Of the 696 cases of IDC, Mueller found that 205 had SYK gene loss. Paired with patient outcomes, the study showed that IDC tumors with decreased or absent SYK levels and gene alternations in the other 54 genes held a predictive quality for the survival rate of the patient.
“The estimate for IDC cases is that about 80 percent will survive if no changes occur in mutations or gene copy number of the 55 genes. About 20 percent will not survive if there is any change in the 55-gene set,” Mueller wrote in an email.
Blancato said that, while the results of this research detailed a causative relationship between SYK and cancer survival rate, the implementation of this study in common practice will require further development.
“This isn’t a test that cancer patients can get, and you’d have to validate a test system. So the next trial step might be to look at patient samples and find the best measure for [the SYK-related 55 gene set],” Blancato said.
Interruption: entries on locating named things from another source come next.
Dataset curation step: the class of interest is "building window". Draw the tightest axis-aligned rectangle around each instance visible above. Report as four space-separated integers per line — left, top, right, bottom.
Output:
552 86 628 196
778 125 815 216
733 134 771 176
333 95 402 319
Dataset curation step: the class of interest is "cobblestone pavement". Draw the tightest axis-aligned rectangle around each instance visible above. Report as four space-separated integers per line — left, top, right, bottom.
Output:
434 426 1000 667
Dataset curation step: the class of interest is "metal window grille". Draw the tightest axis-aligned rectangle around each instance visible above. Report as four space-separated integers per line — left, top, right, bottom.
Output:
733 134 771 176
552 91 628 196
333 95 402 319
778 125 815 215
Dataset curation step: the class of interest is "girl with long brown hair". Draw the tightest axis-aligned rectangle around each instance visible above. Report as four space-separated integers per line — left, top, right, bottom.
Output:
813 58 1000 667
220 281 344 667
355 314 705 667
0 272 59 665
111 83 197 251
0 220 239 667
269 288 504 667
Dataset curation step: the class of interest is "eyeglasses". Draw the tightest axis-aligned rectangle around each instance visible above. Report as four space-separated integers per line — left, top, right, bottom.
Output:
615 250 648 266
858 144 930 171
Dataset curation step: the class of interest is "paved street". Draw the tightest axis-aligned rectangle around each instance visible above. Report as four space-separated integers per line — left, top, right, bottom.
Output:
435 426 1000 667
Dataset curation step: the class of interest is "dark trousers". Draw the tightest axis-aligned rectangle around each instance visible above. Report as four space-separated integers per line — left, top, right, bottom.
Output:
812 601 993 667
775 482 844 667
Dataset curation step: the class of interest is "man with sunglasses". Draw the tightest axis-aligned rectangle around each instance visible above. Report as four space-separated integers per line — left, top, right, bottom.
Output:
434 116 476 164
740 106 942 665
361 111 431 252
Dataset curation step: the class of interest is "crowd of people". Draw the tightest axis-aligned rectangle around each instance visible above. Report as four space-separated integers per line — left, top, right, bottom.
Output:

Mueller echoed Blancato’s assessment, pointing toward the need for more acute gene specification and concrete statistics before developing a clinical test.
“If you could sequence a cancer patient’s DNA from their tumor and ask if any of the 55 genes have changed, then you might belong to the group where 80 percent of the patients survive or where 20 percent of the patients survive,” Mueller said. “This helps with deciding to get further treatment … but we’d like to have a better predictor of 100 percent will survive if you test ‘x’ on this particular test. There is a lot more research to be done.”
While noting that there should be more research into this topic, Jeffrey Weitzel, chief of clinical cancer genetics at the City of Hope Comprehensive Cancer Center in Duarte, Calif., praised the study’s discovery.
“This discovery may help us understand why some DCIS never changes and others transition into invasive cancers,” Weitzel said to HealthDay.